A better prompt on Haiku can beat a mediocre prompt on Sonnet — and cost 10× less.

Break-Even Analysis

When considering an upgrade, compute when it pays off:

Cost increase per request: Δcost = new - old
Quality increase: Δquality = new - old
Value per quality point: V (estimated from business metrics)

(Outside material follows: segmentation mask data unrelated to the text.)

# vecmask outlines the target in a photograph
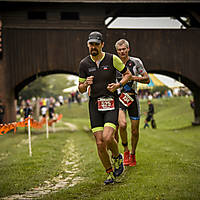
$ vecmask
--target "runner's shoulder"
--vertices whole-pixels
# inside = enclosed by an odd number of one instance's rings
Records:
[[[141,59],[137,57],[130,56],[129,58],[131,61],[135,62],[135,64],[137,64],[138,62],[140,63],[142,62]]]
[[[83,58],[81,61],[80,61],[80,64],[84,64],[84,63],[87,63],[88,61],[90,60],[90,56],[86,56],[85,58]]]
[[[130,57],[130,60],[135,63],[136,68],[144,67],[143,62],[140,58],[137,57]]]

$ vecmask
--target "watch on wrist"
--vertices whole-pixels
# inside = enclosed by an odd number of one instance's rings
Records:
[[[120,86],[120,88],[121,88],[121,87],[123,87],[123,85],[122,85],[122,83],[121,83],[121,82],[119,82],[119,86]]]

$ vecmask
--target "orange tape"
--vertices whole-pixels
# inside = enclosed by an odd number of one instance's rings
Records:
[[[53,123],[55,123],[57,121],[60,121],[62,119],[62,117],[63,117],[63,115],[59,114],[58,117],[57,117],[57,119],[51,119],[51,120],[49,120],[48,125],[52,126]]]
[[[61,120],[62,117],[63,117],[63,115],[60,114],[57,119],[50,120],[48,122],[48,125],[52,126],[52,124],[54,122],[57,122],[57,121]],[[9,131],[11,131],[13,129],[14,129],[14,133],[15,133],[17,127],[28,127],[28,119],[30,119],[30,126],[32,128],[37,128],[37,129],[42,128],[42,126],[46,122],[46,118],[45,117],[43,117],[42,120],[39,121],[39,122],[34,120],[33,118],[28,117],[22,122],[13,122],[13,123],[9,123],[9,124],[0,124],[0,135],[5,135],[7,132],[9,132]]]

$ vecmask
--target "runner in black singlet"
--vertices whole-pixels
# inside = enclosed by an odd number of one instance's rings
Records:
[[[130,71],[113,54],[104,53],[102,34],[92,32],[87,42],[90,55],[80,62],[79,91],[84,93],[90,86],[89,113],[98,155],[108,173],[105,184],[113,183],[115,177],[123,172],[123,158],[119,154],[114,132],[118,123],[119,99],[116,90],[131,78]],[[116,83],[116,71],[123,74]],[[107,149],[111,150],[114,171]]]
[[[137,82],[149,83],[149,76],[139,58],[129,57],[129,43],[127,40],[121,39],[116,42],[115,48],[122,62],[132,73],[132,79],[123,86],[120,91],[120,110],[119,110],[119,129],[124,146],[124,165],[135,166],[135,152],[139,139],[139,122],[140,122],[140,106],[137,98]],[[120,81],[122,75],[117,73],[117,80]],[[126,110],[128,110],[129,118],[131,120],[131,153],[128,148],[127,139],[127,121]],[[118,132],[116,131],[118,137]]]

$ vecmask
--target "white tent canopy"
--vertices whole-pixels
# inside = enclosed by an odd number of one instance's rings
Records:
[[[154,75],[169,88],[184,87],[183,83],[181,83],[173,78],[170,78],[168,76],[164,76],[161,74],[154,74]]]
[[[65,88],[63,90],[64,93],[70,93],[70,92],[76,92],[78,90],[78,86],[75,85],[75,86],[72,86],[72,87],[69,87],[69,88]]]
[[[173,78],[170,78],[165,75],[161,74],[151,74],[149,73],[150,77],[150,83],[149,84],[143,84],[143,83],[137,83],[137,89],[151,89],[154,86],[167,86],[171,89],[173,88],[179,88],[179,87],[184,87],[184,84],[181,82],[176,81]]]

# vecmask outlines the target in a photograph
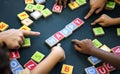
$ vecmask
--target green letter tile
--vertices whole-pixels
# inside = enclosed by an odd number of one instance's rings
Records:
[[[43,9],[44,9],[44,5],[41,5],[41,4],[36,4],[35,5],[35,10],[37,10],[37,11],[42,11]]]
[[[27,4],[25,7],[26,11],[33,12],[34,10],[34,5],[33,4]]]
[[[115,2],[112,2],[112,1],[108,1],[106,3],[106,6],[105,6],[105,9],[114,9],[115,8]]]
[[[97,39],[94,39],[92,42],[93,42],[93,44],[94,44],[97,48],[99,48],[100,46],[102,46],[102,43],[100,43]]]
[[[117,28],[117,36],[120,36],[120,28]]]
[[[22,47],[30,47],[30,46],[31,46],[30,38],[25,38]]]
[[[86,4],[86,0],[76,0],[76,2],[81,6]]]
[[[44,18],[52,15],[52,12],[48,8],[42,10],[41,13],[43,14]]]
[[[102,27],[93,28],[93,32],[95,36],[101,36],[105,34]]]
[[[31,57],[31,59],[33,59],[34,61],[36,61],[36,62],[39,63],[44,57],[45,57],[44,54],[36,51],[36,52],[33,54],[33,56]]]

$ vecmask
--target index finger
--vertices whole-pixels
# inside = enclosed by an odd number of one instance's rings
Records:
[[[77,39],[73,39],[72,42],[74,42],[77,45],[81,45],[81,41],[77,40]]]
[[[58,3],[58,0],[56,0],[56,3],[59,4],[59,3]]]
[[[84,17],[85,19],[88,19],[95,11],[96,9],[95,8],[91,8],[90,11],[88,12],[88,14]]]
[[[70,2],[74,2],[74,0],[70,0]]]
[[[64,8],[66,8],[67,0],[63,0]]]
[[[25,36],[38,36],[38,35],[40,35],[40,32],[34,32],[34,31],[28,31],[28,30],[21,30],[21,32]]]
[[[95,25],[97,23],[100,23],[101,21],[102,21],[101,18],[98,18],[93,23],[91,23],[91,25]]]
[[[56,0],[56,3],[57,3],[58,5],[61,5],[61,4],[62,4],[62,0]]]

Worth it if: Δquality × V > Δcost

Example: If every 1% quality gain increases user retention revenue by $0.003/request, and upgrading Haiku→Sonnet costs +$0.002/request for +5% quality:

Value gain: 5 × $0.003 = $0.015
Cost: $0.002
Net: +$0.013 per request → upgrade.

Tiered Routing

You don't have to pick one. Route by difficulty:

const difficulty = await classifyDifficulty(query);
const model = difficulty === "simple" ? "claude-haiku-4-5"
            : difficulty === "medium" ? "claude-sonnet-4-6"
            : "claude-opus-4-6";

Classification is a cheap Haiku call. Most queries are simple; you save money. Hard queries get the premium treatment.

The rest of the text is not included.